Scheduling Algorithms

loops provides four static load-balancing schedules. All four consume workloads through the same layout contract, so switching between them requires changing only the schedule::setup<> template parameter.

thread_mapped

The simplest schedule: one tile per thread.

using setup_t = schedule::setup<
    schedule::algorithms_t::thread_mapped,
    1, 1, index_t, offset_t>;

Each thread iterates over all atoms in its assigned tile. Best for workloads where tiles have roughly uniform size. No shared memory or synchronization needed.

group_mapped

One tile per cooperative group (typically a warp of 32 threads).

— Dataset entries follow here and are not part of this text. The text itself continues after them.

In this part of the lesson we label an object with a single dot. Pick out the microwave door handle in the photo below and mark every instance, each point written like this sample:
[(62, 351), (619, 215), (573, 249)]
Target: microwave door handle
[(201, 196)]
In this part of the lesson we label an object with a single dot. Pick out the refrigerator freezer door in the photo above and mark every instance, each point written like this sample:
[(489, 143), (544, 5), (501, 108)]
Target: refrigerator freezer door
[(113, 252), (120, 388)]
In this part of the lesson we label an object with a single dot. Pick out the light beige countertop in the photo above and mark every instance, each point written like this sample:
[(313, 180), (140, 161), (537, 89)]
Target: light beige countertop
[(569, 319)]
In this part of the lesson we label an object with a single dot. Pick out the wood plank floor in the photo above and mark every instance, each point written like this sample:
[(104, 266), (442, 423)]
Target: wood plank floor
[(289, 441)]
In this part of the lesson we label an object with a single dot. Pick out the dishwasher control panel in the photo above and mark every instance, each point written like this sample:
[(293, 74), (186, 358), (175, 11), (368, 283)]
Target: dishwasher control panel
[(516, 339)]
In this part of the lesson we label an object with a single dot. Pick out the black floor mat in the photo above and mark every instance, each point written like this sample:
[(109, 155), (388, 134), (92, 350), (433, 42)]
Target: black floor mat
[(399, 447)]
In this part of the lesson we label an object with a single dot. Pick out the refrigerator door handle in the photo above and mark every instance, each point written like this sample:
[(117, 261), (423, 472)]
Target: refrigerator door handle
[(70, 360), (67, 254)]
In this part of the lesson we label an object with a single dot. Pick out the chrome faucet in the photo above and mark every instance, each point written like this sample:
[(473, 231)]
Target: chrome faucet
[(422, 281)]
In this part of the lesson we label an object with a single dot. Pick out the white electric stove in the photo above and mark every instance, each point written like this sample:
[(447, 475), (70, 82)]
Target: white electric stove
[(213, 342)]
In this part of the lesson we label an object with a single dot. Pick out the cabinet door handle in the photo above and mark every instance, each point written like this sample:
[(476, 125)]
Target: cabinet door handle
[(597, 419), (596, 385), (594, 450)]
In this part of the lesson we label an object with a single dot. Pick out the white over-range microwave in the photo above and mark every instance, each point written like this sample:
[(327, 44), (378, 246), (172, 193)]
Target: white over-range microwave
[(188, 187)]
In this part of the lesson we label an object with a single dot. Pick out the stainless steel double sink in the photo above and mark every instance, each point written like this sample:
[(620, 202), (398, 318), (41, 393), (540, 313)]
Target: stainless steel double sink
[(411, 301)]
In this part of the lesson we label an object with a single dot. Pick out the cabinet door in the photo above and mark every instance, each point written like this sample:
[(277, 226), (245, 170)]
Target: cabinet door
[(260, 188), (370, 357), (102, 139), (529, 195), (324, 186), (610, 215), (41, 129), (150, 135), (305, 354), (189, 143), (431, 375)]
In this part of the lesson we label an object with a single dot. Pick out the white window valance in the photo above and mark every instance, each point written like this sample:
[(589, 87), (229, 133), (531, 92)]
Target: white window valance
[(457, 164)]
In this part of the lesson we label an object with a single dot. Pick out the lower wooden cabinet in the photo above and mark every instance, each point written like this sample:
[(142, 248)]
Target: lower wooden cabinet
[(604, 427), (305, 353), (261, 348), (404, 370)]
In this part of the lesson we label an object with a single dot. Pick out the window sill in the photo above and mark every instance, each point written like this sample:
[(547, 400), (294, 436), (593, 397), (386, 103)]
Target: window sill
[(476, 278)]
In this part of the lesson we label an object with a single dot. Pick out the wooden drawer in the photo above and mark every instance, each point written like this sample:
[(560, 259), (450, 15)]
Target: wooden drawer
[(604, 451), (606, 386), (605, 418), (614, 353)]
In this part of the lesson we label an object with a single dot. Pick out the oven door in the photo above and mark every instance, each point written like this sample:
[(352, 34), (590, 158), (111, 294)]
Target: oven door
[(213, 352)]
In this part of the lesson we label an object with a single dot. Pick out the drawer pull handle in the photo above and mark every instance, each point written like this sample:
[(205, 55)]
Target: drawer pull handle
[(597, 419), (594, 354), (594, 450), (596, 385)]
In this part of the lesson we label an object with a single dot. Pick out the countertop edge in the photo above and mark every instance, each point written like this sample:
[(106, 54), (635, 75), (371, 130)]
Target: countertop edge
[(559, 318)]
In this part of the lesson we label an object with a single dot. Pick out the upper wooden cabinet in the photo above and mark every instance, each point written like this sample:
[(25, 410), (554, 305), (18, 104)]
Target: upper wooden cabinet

using setup_t = schedule::setup<
    schedule::algorithms_t::group_mapped,
    BLOCK_SIZE, 32, index_t, offset_t>;

The group collaborates to process all atoms in a tile, with each thread taking a strided share. Effective when individual tiles are large enough to occupy a full warp.

work_oriented

Distributes the total atom count evenly across all threads.

using setup_t = schedule::setup<
    schedule::algorithms_t::work_oriented,
    128, 1, index_t, offset_t>;

Each thread processes a contiguous range of atoms, handling complete tiles within its range and using atomic operations for tiles that span thread boundaries. Good for skewed distributions where a few tiles dominate.

merge_path_flat

Optimal merge-based partitioning in O(tiles + atoms) work.

using setup_t = schedule::setup<
    schedule::algorithms_t::merge_path_flat,
    128, 4, index_t, offset_t>;

Uses a diagonal search on the merge-path of tiles and atoms to find the exact partition point for each thread block. Requires a preprocessing step (preprocess_t) to compute per-block starting coordinates. The most balanced of all schedules, but also the most complex.

Choosing a Schedule

Schedule	Best for	Overhead
thread_mapped	Uniform tile sizes	Minimal
group_mapped	Large tiles, high degree	Low
work_oriented	Skewed distributions	Low
merge_path_flat	Any distribution (optimal)	Preprocessing step

For most workloads, start with thread_mapped and move to merge_path_flat if you observe load imbalance.